Keempat, Duduk dengan hening ketika membaca al-qur’an
Membaca al-qur’an boleh dilakukan dalam posisi berdiri, duduk bahkan dengan berbaring. Allah berfirman;
إِنَّ فِي خَلْقِ السَّمَاوَاتِ وَالْأَرْضِ وَاخْتِلَافِ اللَّيْلِ وَالنَّهَارِ لَآيَاتٍ لِأُولِي الْأَلْبَابِ () الَّذِينَ يَذْكُرُونَ اللَّهَ قِيَامًا وَقُعُودًا وَعَلَى جُنُوبِهِمْ وَيَتَفَكَّرُونَ فِي خَلْقِ السَّمَاوَاتِ وَالْأَرْضِ رَبَّنَا مَا خَلَقْتَ هَذَا بَاطِلًا سُبْحَانَكَ فَقِنَا عَذَابَ النَّارِ
“Sesungguhnya dalam penciptaan langit dan bumi, dan silih bergantinya malam dan siang terdapat gejala bagi orang-orang yang berakal, (yaitu) orang-orang yang mengingat Allah sambil berdiri atau duduk atau dalam keadan berbaring dan mereka memikirkan wacana penciptaan langit dan bumi (seraya berkata): "Ya Tuhan Kami, Tiadalah Engkau membuat ini dengan sia-sia, Maha suci Engkau, Maka peliharalah Kami dari siksa neraka.” (Q.S. Ali Imron : 190-191)
Dalam satu hadits juga dijelaskan bahwa rasulullah pernah membaca qur’an sambil berbaring, sebagaimana diriwayatkan oleh sayyidah A’isyah radhiyallahu ‘anha, dia berkata:
كَانَ رَسُولُ اللهِ صَلَّى اللهُ عَلَيْهِ وَسَلَّمَ يَتَّكِئُ فِي حِجْرِي وَأَنَا حَائِضٌ، فَيَقْرَأُ الْقُرْآنَ
“Rasulullah shallallahu 'alaihi wasallam bersandar (dengan kepalanya) pada pangkuanku, sedangkan saya dalam keadaan sedang haid, kemudian dia membaca al-qur'an.” (Shahih Bukhari, no.297 dan Shahih Muslim, no.301)
Imam Nawawi dalam kitab “At-Tibyan Fi Adabi Hamalatil Qur’an” menjelaskan; orang yang membaca al-qur’an hendaknya duduk dengan khusyu’, tenang, berwibawa, menundukkan kepalanya, dan duduk yang dilakukannya meskipun sendirian hendaknya menyerupai ketika ia duduk dihadapan gurunya. Cara menyerupai itu yaitu yang paling sempurna, namun kalau seseorang membaca qur’an sambil berdiri, berbaring atau yang lainnya maka hal tersebut diperbolehkan dan tetap mendapat pahala, hanya saja pahala yang didapatkan lebih sedikit disbanding yang pertama (cara yang paling sempurna).

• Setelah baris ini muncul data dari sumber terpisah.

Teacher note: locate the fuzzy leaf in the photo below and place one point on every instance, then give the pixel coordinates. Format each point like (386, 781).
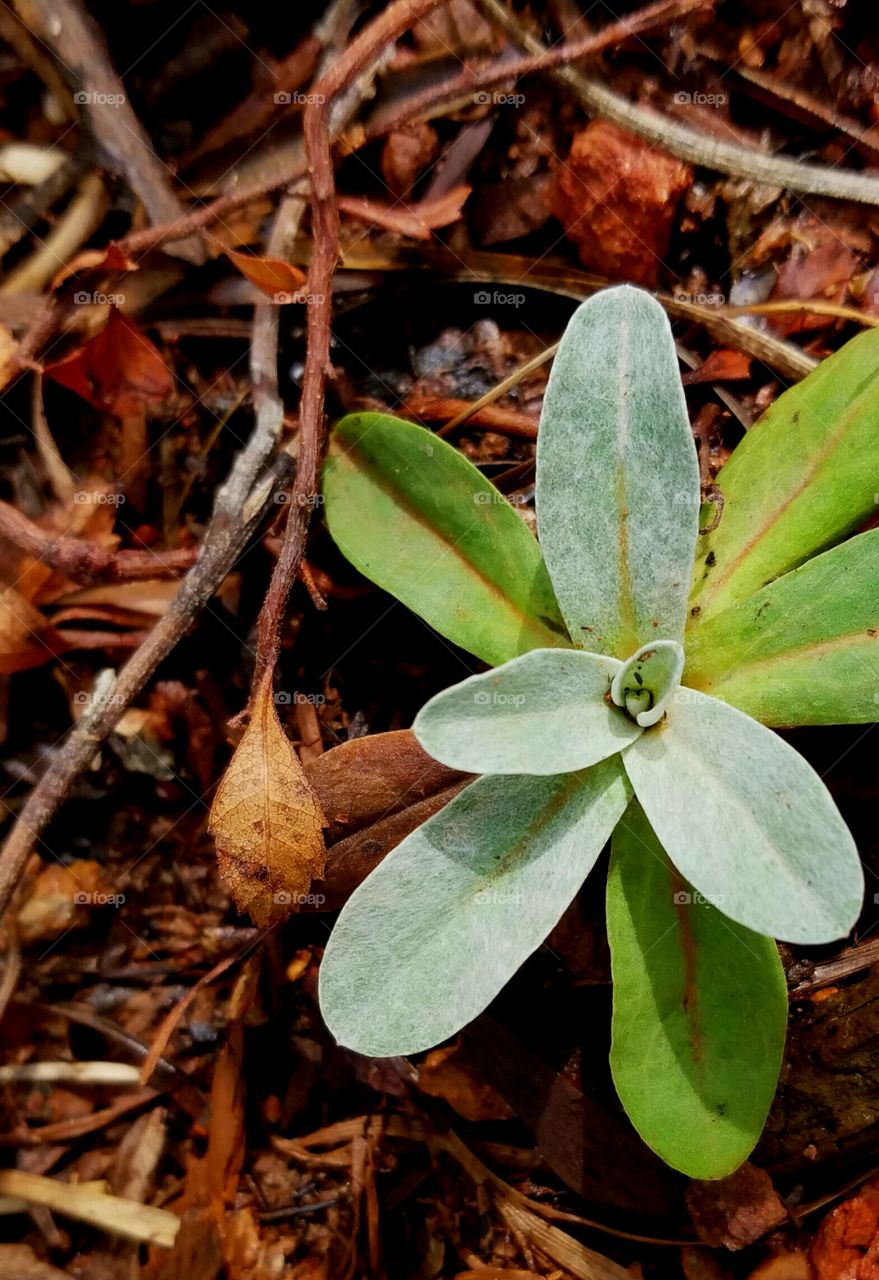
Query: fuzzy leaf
(802, 478)
(430, 938)
(545, 712)
(617, 476)
(266, 819)
(805, 649)
(699, 1011)
(747, 821)
(645, 685)
(416, 517)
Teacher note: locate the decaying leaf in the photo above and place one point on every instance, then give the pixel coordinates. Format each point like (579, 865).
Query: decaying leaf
(266, 819)
(119, 371)
(278, 279)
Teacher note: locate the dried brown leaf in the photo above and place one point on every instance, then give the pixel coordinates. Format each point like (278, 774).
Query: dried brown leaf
(266, 819)
(279, 280)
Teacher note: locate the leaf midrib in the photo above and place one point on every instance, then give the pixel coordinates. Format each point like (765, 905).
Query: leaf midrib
(823, 456)
(419, 517)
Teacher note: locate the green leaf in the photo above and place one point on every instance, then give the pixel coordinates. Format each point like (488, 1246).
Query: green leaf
(645, 685)
(805, 649)
(804, 478)
(419, 520)
(747, 821)
(451, 914)
(545, 712)
(618, 476)
(699, 1011)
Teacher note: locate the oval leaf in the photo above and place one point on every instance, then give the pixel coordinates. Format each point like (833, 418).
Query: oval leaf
(805, 649)
(430, 938)
(546, 712)
(618, 476)
(419, 520)
(699, 1011)
(266, 819)
(802, 478)
(747, 821)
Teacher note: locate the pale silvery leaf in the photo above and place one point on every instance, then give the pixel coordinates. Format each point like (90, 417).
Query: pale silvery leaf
(699, 1011)
(646, 684)
(747, 821)
(443, 923)
(617, 476)
(541, 713)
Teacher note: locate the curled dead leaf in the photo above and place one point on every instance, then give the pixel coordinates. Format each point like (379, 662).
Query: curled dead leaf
(266, 819)
(374, 791)
(278, 279)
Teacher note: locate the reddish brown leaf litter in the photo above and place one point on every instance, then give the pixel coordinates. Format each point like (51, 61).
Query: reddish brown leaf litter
(484, 181)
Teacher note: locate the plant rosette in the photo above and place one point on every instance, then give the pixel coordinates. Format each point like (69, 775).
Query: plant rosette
(631, 656)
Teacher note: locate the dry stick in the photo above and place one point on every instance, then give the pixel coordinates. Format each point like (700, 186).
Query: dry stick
(224, 540)
(467, 83)
(264, 343)
(688, 144)
(549, 59)
(76, 39)
(388, 27)
(238, 507)
(86, 562)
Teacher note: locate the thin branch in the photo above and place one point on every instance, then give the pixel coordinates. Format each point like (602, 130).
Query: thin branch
(86, 562)
(690, 145)
(395, 19)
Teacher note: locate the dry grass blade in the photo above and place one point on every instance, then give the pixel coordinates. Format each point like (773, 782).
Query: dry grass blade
(124, 1217)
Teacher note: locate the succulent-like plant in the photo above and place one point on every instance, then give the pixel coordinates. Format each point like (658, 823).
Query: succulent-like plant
(626, 711)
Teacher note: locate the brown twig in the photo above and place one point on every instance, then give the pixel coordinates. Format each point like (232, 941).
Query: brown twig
(86, 562)
(76, 39)
(690, 145)
(397, 18)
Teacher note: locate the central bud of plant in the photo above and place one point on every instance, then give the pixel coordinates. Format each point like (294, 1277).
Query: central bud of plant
(644, 686)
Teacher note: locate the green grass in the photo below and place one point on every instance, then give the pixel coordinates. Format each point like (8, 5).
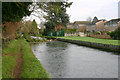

Kelima, Menghadap kiblat ketika membaca al-qur’an
Membaca al-qur’an hendaknya dilakukan dengan menghadap ke kiblat. Imam Thobroni meriwayatkan satu hadits dari sahabat Ibnu Umar radhiyallahu ‘anhu, ia berkata, Rasulullah shallallahu ‘alaihi wasallam bersabda:
أَكْرَمُ الْمَجَالِسِ مَا اسْتُقْبِلَ بِهِ الْقِبْلَةُ
“Majlis yang paling mulia yaitu majlis yang menghadap kiblat.” (Al-Mu’jam Al-Ausath, no.8361)
Itu semagian yang pada dasarnya harus diperhatikan dalam membaca al Qur'an. Yang niscaya banyak pendapat lebih dari yang admin bagikan diatas. Terima kasih sudah berkunjung dan supaya bermanfaat.